# Solved: Powershell - Retrieving Excel Sheet Name



## LyrradMelon

Hello,

I am working on a Powershell script that will verify data and formatting in excel spreadsheets. The only function I need to have to figure out is how to get the sheet name from the file. I'm not very familiar with how to use the functions yet, but have used them before. The problem is that I can't figure out a command for retrieving a sheet name in an excel file. As long as the sheet name is in any part of the output, I can work with it from there. Any help would be appreciated.

Thanks,

Darryl


----------



## Squashman

Probably something like this from what I read.

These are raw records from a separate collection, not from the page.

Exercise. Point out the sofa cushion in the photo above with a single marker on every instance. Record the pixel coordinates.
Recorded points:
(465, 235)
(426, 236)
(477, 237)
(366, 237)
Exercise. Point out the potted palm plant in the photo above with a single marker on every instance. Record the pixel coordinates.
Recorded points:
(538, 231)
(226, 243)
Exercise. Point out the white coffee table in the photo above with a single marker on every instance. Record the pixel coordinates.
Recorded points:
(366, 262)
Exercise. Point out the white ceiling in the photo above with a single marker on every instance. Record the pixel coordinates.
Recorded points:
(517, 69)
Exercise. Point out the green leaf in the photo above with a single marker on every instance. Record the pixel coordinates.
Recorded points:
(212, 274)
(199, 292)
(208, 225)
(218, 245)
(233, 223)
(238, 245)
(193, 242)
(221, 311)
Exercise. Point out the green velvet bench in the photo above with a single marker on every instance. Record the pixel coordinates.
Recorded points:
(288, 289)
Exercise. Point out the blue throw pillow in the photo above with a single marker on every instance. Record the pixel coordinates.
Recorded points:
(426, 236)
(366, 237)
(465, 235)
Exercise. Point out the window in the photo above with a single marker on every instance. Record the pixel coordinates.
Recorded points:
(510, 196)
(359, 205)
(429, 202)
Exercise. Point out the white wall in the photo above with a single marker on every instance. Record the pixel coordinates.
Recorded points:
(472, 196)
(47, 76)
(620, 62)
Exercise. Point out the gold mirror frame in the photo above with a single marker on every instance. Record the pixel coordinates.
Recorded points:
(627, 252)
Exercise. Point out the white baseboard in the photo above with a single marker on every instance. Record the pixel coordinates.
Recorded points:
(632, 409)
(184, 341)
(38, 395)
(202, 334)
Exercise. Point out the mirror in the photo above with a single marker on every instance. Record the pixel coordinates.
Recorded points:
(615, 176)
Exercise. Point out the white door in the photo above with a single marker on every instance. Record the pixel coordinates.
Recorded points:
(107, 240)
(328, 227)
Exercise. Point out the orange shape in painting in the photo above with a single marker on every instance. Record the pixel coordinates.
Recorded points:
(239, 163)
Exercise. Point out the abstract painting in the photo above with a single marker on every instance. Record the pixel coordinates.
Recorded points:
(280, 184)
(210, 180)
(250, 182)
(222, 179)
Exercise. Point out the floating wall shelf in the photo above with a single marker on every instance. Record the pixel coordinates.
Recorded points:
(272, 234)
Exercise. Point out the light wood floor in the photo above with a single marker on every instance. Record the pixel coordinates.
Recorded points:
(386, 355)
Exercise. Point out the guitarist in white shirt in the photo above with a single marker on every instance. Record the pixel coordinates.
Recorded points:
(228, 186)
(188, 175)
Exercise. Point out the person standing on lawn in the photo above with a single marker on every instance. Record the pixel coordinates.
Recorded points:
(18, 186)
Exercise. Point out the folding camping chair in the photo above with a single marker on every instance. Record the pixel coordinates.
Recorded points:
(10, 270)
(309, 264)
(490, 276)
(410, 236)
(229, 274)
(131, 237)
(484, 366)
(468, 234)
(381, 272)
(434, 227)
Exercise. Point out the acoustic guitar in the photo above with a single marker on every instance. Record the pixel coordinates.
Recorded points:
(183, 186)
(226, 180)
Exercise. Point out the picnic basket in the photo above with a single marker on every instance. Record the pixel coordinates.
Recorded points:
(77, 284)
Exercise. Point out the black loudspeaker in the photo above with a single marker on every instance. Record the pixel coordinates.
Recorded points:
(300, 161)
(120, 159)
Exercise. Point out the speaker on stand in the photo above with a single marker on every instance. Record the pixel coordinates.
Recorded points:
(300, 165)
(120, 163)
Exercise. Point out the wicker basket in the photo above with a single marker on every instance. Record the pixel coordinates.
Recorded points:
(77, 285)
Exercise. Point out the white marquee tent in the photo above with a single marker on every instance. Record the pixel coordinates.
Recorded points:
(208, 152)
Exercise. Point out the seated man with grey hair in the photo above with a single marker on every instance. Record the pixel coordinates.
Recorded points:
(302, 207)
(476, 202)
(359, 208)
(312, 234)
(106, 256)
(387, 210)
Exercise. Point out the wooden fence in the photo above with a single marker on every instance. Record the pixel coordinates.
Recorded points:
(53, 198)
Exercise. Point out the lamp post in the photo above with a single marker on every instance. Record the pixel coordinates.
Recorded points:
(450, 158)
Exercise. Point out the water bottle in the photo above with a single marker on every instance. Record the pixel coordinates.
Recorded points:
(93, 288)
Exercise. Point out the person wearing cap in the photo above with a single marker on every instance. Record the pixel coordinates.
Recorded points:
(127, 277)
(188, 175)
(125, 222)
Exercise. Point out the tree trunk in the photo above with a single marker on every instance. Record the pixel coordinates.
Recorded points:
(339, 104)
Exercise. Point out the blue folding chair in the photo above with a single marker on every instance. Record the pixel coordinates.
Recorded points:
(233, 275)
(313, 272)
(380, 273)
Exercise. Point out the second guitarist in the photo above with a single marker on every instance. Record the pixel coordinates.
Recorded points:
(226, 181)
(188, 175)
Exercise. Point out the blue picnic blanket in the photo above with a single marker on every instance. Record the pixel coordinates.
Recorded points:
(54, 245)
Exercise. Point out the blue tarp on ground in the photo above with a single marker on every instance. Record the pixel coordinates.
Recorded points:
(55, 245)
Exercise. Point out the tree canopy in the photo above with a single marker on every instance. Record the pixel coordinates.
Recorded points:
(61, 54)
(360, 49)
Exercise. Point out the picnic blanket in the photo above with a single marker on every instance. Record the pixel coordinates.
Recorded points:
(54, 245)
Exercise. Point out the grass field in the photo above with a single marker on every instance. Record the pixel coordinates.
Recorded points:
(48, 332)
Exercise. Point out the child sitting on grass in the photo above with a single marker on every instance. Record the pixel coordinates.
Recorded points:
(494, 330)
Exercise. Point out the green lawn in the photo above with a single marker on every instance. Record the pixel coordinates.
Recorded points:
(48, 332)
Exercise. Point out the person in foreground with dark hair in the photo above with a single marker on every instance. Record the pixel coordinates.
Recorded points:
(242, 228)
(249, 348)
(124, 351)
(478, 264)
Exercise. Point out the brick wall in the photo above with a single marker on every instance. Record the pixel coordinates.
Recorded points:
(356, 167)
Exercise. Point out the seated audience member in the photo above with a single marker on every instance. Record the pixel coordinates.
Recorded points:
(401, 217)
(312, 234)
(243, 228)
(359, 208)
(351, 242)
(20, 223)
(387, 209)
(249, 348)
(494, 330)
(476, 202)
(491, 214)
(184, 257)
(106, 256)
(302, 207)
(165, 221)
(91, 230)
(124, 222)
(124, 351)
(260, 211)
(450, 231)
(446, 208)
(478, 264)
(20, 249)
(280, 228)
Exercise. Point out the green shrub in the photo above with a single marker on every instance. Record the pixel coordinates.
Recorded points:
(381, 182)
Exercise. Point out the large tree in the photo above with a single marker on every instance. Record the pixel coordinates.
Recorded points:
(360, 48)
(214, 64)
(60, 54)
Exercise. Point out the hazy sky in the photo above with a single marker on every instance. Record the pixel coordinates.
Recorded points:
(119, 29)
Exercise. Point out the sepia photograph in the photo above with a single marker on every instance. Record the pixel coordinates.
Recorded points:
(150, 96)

$xldoc = New-Object -comobject Excel.Application
$workbook = $xldoc.Workbooks.Open("Path to some file")
$worksheet = $workbook.worksheets.item(1)


----------



## Squashman

Or did you actually want the name of the w3orksheet you are accessing.

$wksname = $worksheet.name


----------



## Squashman

created a new workbook called squashtest.xls. I created a worksheet in the workbook and named it SquashSheet.

Then in powershell you can get the worksheet name like this.


Code:


PS C:\Users\Squash\Documents> $xldoc = new-object -comobject Excel.application
PS C:\Users\Squash\Documents> $workbook = $xldoc.Workbooks.Open("squashtest.xls")
PS C:\Users\Squash\Documents> $worksheet = $workbook.worksheets.item(1)
PS C:\Users\Squash\Documents> $worksheet.name
SquashSheet
PS C:\Users\Squash\Documents>


----------



## Squashman

Just started using PowerShell a few weeks ago and I must say I enjoy how robust it is. Didn't even know that you could do this with excel. It has given me a ton of ideas on how to use it at work.


----------



## LyrradMelon

Thanks a lot, this was killing me yesterday. the line I was looking for was "$wksname = $worksheet.name"
I was over-thinking the whole process, and I'm pretty sure the reason I couldn't find an answer by searching was because how obvious the answer is. The script is now complete!
I just started using Powershell a few weeks ago as well, and its great. Everything can be done on Powershell, it's just a matter of finding the correct commands. Excel is a headache at times, and if you are going to get into Excel more, keep an eye on your processes because it may not be ending the process cleanly 

Have a great day...you've started my Friday in the best way!

Darryl


----------



## Squashman

You can lookup all available properties and methods for the object by piping it to the GET-MEMBER cmd.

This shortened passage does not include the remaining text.